AGRIGENTO. La volontà del governo musumeci era espressa chiaramente nell’ordinanza, concordata, emessa sabato: prudenza, dad per le superiori, limitazioni alle 23 e nessuna chiusura radicale. Inaspettatamente è subentrato l’indomani un dpcm del Presidente Conte, emanato su input del comitato tecnico scientifico, senza alcuna intesa con le regioni e con le associazioni di categoria, che chiude del tutto diverse attività e impone uno stop alle 18.”

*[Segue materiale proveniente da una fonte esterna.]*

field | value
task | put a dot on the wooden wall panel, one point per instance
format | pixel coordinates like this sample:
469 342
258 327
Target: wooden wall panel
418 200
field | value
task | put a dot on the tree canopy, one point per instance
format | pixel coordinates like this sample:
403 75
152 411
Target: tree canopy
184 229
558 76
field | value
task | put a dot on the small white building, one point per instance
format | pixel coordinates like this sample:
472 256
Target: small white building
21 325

A parlare l’On. Giusi Savarino che continua:”Una stretta inaspettata, a sole 24 ore di distanza, e molto più dura rispetto a quanto Musumeci aveva dettato per la nostra regione Siciliana.

Inevitabile che davanti ad una misura così stringente scoppino proteste e malumori.

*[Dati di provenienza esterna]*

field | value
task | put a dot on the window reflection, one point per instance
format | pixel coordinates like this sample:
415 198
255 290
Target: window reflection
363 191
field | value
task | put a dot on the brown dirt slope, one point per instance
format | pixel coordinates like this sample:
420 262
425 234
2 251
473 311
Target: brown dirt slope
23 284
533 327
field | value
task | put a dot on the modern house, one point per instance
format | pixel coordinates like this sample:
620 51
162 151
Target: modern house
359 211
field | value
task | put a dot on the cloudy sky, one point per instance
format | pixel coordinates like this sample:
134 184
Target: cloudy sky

Inutile ribadire che alle regioni sono permesse deroghe solo in peius, e che solo Conte potrà modificare in senso migliorativo le prescrizioni, anche se chi conosce la Sicilia sa quanto siano fuoriluogo, inadeguate e dannose per la nostra economia. Immaginiamo che il governo giallorosso abbia fondati motivi per calpestare diritti e speranze e ci auguriamo che almeno gli aiuti promessi alle attività in crisi arrivino in tempi rapidissimi.

I siciliani avranno senso di responsabilità come sempre, ma difficilmente dimenticheranno tanta inadeguatezza ed improvvisazione al governo nazionale.”